This is what my manager has recommended to us. Just an online account. Personally that's what we do anyway. I can't remember the last time I entered a bank?


----------



## xgarb (May 6, 2011)

Spanish banks are mostly made up of psychopaths in head offices giving branch staff impossible targets and working out how to reduce services as much as possible while adding on charges where ever they think they will get away with it. I don't know how low income pensioners cope with all the charges, lack of service and technology walls put up by the banks here. So much different in the UK in my experience.

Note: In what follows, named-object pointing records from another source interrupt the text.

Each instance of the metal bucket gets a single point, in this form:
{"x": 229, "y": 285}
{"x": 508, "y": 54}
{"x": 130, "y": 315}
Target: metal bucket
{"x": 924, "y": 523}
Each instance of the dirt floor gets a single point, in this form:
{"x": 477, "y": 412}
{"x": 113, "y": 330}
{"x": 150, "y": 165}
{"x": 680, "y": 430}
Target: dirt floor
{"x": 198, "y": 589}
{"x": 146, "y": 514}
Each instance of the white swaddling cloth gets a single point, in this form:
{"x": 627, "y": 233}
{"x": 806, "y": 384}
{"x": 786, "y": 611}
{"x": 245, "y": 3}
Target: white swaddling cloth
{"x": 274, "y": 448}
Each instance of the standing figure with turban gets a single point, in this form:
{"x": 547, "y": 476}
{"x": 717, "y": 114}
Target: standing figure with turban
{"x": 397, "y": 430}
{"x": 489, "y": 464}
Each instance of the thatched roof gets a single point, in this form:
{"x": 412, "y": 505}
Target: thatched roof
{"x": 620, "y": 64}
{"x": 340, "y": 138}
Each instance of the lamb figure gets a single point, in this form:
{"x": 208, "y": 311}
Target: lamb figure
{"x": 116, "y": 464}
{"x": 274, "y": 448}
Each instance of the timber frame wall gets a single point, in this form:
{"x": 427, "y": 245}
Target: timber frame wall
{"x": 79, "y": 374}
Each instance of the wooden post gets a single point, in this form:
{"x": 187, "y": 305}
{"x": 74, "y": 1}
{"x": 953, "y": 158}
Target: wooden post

Spain needs a Girobank style bank for low income people and pensioners with basic services and low charges run out of the post office network.


----------



## ayrez (Sep 15, 2016)

Re using your credit card to access cash from ATM With Caixa. You will be given the option of taking the cash from the current account associated with the card or adding to your credit card. If you opt for taking cash from the current account there will be no charge. Must admit I had my doubts when I decided I would not pay for a debit card but I can assure you that it works.


----------



## The Skipper (Nov 26, 2014)

snikpoh said:


> Why not get an online account - they are all free


What we have now is an online account. It works well and is totally free. But CaixaBank have told us that they are imposing charges from June!


----------



## snikpoh (Nov 19, 2007)

The Skipper said:


> What we have now is an online account. It works well and is totally free. But CaixaBank have told us that they are imposing charges from June!


so look at all the others - wefferent for example


----------



## The Skipper (Nov 26, 2014)

snikpoh said:


> so look at all the others - wefferent for example


Exactly what I am doing and that's why I asked for feedback on ING. I don't think there is much point changing to a small Spanish bank because the likelihood is that they will be taken over by Caixa or one of the other big players in the near future and I could end up back where I am now. I am interested to read the comments above from Ayrez so maybe there is a way around the new Caixa charges. I have been called to a meeting at the bank so I will wait to see what they say face-to-face.


----------



## snikpoh (Nov 19, 2007)

The Skipper said:


> Exactly what I am doing and that's why I asked for feedback on ING. I don't think there is much point changing to a small Spanish bank because the likelihood is that they will be taken over by Caixa or one of the other big players in the near future and I could end up back where I am now. I am interested to read the comments above from Ayrez so maybe there is a way around the new Caixa charges. I have been called to a meeting at the bank so I will wait to see what they say face-to-face.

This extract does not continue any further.